Semenjak saya belajar tentang ilmu yang berkaitan dengan kesetaraan sosial atau keadilan sosial, peran dan pekerjaan rumah tangga tidak selalu dilimpahkan pada seorang ibu atau perempuan. Sebab di dalam keluarga saya, bapak juga memiliki peran untuk mencuci, menyapu, memasak.
Bahkan ada salah satu nasehat ibu yang saya jadikan sebagai pedoman, “Menjadi seorang perempuan itu harus bisa segalanya, ya masak, nyapu, ngepel, kerja, mendidik, dan lain-lain.”

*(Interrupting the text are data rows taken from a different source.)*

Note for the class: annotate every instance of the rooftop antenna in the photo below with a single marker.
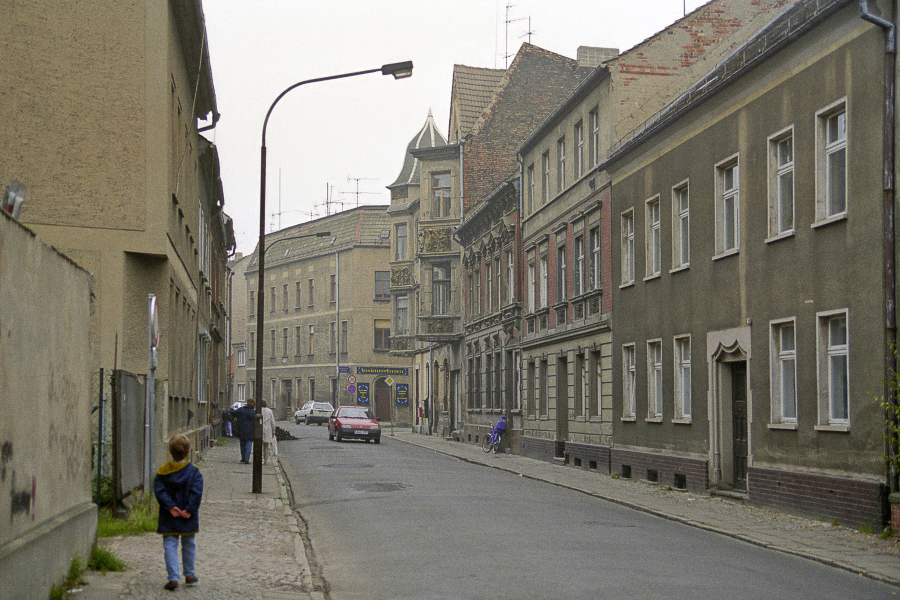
(506, 41)
(530, 31)
(357, 180)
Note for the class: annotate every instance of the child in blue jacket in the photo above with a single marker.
(178, 487)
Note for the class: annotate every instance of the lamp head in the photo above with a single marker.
(398, 70)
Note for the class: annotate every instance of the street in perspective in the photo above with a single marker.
(609, 312)
(401, 520)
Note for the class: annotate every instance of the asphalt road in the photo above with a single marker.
(398, 521)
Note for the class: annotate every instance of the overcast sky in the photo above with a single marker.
(351, 134)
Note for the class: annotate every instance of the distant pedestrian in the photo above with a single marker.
(270, 444)
(178, 487)
(243, 418)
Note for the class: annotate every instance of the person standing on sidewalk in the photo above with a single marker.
(178, 487)
(270, 445)
(244, 417)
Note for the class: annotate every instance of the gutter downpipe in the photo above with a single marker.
(888, 149)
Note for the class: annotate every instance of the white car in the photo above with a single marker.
(313, 412)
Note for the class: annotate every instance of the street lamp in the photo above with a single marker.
(400, 70)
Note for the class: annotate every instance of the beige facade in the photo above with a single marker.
(104, 119)
(240, 388)
(46, 397)
(327, 317)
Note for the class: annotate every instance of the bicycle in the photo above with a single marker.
(491, 442)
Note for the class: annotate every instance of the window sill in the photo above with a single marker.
(829, 220)
(780, 236)
(833, 428)
(727, 253)
(783, 426)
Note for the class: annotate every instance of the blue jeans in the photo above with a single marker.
(188, 555)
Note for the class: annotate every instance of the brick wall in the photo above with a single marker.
(590, 457)
(679, 472)
(538, 448)
(851, 502)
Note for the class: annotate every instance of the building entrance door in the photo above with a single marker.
(382, 401)
(739, 422)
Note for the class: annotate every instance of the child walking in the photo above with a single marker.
(178, 487)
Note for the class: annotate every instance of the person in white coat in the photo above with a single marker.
(270, 444)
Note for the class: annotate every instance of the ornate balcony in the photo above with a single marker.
(439, 328)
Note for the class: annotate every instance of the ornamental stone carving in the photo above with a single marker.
(435, 240)
(401, 276)
(439, 326)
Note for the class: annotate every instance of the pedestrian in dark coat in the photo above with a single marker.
(178, 487)
(244, 418)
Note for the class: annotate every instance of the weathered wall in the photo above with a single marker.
(45, 399)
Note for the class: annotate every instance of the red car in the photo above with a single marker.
(353, 422)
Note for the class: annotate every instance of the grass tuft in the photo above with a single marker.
(104, 560)
(141, 519)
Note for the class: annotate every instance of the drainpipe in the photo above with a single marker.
(890, 60)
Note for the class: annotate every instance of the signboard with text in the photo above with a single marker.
(382, 371)
(362, 393)
(402, 394)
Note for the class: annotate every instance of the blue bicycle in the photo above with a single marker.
(491, 442)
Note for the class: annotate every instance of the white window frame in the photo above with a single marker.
(828, 352)
(545, 177)
(402, 241)
(530, 183)
(825, 149)
(629, 382)
(628, 258)
(681, 226)
(595, 279)
(594, 121)
(560, 165)
(652, 238)
(781, 167)
(654, 381)
(728, 207)
(682, 370)
(578, 267)
(561, 283)
(544, 279)
(578, 134)
(532, 283)
(510, 277)
(782, 371)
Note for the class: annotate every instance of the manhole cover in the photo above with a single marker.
(607, 524)
(378, 487)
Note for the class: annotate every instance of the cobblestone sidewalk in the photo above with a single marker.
(249, 546)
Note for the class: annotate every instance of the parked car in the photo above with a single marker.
(313, 412)
(354, 422)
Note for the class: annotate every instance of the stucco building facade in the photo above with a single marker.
(749, 345)
(327, 321)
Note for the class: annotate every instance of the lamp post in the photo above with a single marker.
(398, 71)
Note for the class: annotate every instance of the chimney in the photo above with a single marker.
(589, 56)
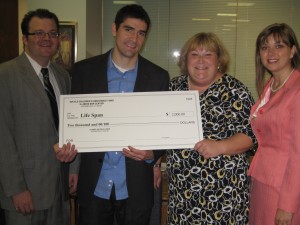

Di dalam keluarga kecil ini semua aktivitas keluarga dapat dikerjakan bersama dan tidak memandang jenis kelamin, hanya saja kesopanan harus diutamakan. Tidak etis rasanya jika pekerjaan rumah dilakukan oleh orang tua sementara anak-anaknya hanya diam dan melihatnya. Apalagi di saat kondisi seperti ini yang seharusnya pekerjaan orang tua menjadi lebih ringan.
Begitulah kiranya representasi sebuah keluarga kecil yang menurut saya mengandung makna kesaktian Pancasila. Selamat Hari Pancasila Indonesiaku. []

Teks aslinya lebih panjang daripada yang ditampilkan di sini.